Though its rise to prominence in the senior living industry is relatively new, there are companies that have operated in the space for years, sometimes even before it was known under the moniker active adult.

Clover, for instance, first ventured into its middle-market active adult platform about 25 years ago. Today, the company’s footprint in the space includes 50 open communities and a development pipeline of seven more.

The typical Clover community is about 120 units and located in places where older adults already live and want to stay, such as Buffalo, Cincinnati, Cleveland or Pittsburgh.

In addition to Carlyle, Clover also works with real estate investment trust Welltower (NYSE: WELL), which bought a 32-property Clover portfolio in 2019 in a $343 million deal.

For Joseph, the recent NIC report was not a surprise. He can point to 25 years of experience showing why the product type is a good investment, from maintaining high occupancy and rent collection in a recession to strong annual rate growth during the pandemic.

With interest rates ticking up and new development and construction trending downward, Joseph sees a very favorable supply-demand dynamic on the horizon for active adult communities. And his company is preparing accordingly.

“I think the world is just waking up to the understanding that it’s also where supply is so short of demand, and only going to stay shorter,” Joseph said. “Next year, I want to get as many in the ground as I can.”

In the next decade, Joseph believes the active adult sector will stratify into different offerings based on quality and price, much in the same way the hotel industry does today. And he still sees the sector in its early stages, with much more ground left to cover.

“I think active adult will end up being a major part of the senior continuum,” Joseph said. “We’re just at the beginning now.”

Another company going big on active adult is Greystar, which also works with The Carlyle Group. The Charleston, South Carolina-based company first entered the space in 2017. Since then, the company has grown to be among the largest operators of active adult senior living communities, with 95 communities in 23 states.

The company’s plans hinge on diversification of services and rent, with the Album brand for middle-market communities and the Overture and Everleigh brands for more high-end projects. The company’s average occupancy rate for stabilized active adult communities hovers around 97%, with a retention rate around 80%.

Like Joseph, Greystar Managing Director of Real Estate in Active Adult Michael Levine has seen an industry waking up and warming to a product type that it scoffed at just a few years ago. Today, the company’s phone is ringing off the hook.

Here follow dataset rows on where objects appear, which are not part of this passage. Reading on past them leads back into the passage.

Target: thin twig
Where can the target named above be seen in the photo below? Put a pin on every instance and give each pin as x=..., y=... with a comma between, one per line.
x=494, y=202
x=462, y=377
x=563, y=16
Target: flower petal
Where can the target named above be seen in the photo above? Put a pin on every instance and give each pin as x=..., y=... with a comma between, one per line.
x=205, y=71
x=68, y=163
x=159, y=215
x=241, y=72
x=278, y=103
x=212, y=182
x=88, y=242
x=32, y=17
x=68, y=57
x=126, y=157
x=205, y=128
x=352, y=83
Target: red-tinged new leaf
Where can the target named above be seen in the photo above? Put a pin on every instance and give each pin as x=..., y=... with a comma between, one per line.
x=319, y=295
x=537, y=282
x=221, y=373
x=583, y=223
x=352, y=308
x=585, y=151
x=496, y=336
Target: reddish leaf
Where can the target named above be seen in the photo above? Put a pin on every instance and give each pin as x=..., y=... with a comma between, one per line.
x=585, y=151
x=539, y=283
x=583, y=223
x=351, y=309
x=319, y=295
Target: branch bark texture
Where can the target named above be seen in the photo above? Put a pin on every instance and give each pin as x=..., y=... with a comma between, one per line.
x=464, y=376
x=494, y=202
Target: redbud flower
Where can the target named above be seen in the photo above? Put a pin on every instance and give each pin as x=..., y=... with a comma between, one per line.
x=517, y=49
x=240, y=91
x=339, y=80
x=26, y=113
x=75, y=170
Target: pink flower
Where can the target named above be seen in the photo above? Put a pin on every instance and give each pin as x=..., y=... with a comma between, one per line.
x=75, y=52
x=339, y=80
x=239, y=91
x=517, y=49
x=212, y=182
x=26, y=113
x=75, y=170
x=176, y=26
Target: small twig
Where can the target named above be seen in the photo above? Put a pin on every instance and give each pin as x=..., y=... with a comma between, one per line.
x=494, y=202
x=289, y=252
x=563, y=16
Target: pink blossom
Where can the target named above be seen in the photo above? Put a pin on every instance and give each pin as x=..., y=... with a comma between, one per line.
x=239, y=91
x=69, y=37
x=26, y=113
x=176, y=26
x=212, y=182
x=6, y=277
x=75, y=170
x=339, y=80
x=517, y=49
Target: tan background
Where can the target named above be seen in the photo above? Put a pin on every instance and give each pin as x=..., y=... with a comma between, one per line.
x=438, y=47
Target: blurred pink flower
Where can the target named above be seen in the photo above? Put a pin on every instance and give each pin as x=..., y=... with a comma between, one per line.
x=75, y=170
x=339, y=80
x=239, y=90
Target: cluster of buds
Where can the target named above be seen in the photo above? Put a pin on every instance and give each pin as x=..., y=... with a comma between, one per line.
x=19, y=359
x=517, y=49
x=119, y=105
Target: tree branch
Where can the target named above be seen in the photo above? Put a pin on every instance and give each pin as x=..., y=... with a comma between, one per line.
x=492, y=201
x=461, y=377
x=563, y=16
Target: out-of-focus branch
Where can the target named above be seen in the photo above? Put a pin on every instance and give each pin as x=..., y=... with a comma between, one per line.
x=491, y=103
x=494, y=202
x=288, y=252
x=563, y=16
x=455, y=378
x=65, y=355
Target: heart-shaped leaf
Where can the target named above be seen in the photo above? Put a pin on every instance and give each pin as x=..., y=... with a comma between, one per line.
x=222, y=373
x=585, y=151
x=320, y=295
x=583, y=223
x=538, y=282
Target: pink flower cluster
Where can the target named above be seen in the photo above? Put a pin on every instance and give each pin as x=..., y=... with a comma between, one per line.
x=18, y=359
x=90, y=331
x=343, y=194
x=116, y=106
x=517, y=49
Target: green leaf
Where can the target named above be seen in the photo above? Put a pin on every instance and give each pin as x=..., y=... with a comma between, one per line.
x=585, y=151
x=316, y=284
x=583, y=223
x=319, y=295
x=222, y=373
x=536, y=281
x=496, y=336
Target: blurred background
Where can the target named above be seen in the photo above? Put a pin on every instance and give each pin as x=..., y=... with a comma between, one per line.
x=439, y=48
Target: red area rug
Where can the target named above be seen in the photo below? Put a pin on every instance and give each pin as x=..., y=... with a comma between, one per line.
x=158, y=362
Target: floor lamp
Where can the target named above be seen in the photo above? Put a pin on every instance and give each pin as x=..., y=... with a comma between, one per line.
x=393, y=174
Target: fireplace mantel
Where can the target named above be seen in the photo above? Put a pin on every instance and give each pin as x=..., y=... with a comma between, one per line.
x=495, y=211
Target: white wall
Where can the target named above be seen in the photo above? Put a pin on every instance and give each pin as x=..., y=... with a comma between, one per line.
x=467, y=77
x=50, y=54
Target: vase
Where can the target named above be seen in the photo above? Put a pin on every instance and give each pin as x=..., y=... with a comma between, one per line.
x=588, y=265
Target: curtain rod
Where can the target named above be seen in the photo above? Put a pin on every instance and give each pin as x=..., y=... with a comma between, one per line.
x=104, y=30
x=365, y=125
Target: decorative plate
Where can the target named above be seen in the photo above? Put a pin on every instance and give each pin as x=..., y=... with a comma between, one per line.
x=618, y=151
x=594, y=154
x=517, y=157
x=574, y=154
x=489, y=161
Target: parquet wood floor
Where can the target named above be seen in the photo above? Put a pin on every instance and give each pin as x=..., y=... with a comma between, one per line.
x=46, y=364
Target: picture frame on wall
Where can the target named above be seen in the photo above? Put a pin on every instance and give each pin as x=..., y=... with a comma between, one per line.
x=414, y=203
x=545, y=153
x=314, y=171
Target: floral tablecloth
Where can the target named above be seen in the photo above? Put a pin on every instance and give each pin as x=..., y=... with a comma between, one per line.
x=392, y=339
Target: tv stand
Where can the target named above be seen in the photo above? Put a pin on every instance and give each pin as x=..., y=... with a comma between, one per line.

“People wanting to be in the space, they see the vision” Levine told SHN. “A couple of years ago, people were laughing at us.”

Levine described Greystar’s preferred growth in the space as “smart,” with expansions planned in existing areas and in new regions. Last year alone, the company entered 15 new markets in six new states.

“At this point, we’re getting calls every day … sometimes multiple times a day,” he said. “But we’re trying to find people with like-minded ideology in terms of what they see for active adult and their vision.”

Given all of that new interest, he believes the sector is poised to see a big expansion in the next 24 to 36 months. And he is seeing rapidly growing interest from multifamily companies and senior living groups.

“You’re going to see a sizable change in this marketplace in terms of people coming into the space from all different realms,” Levine said. “We’re on the cusp, and I think it’s a little further out from a full explosion around the country.”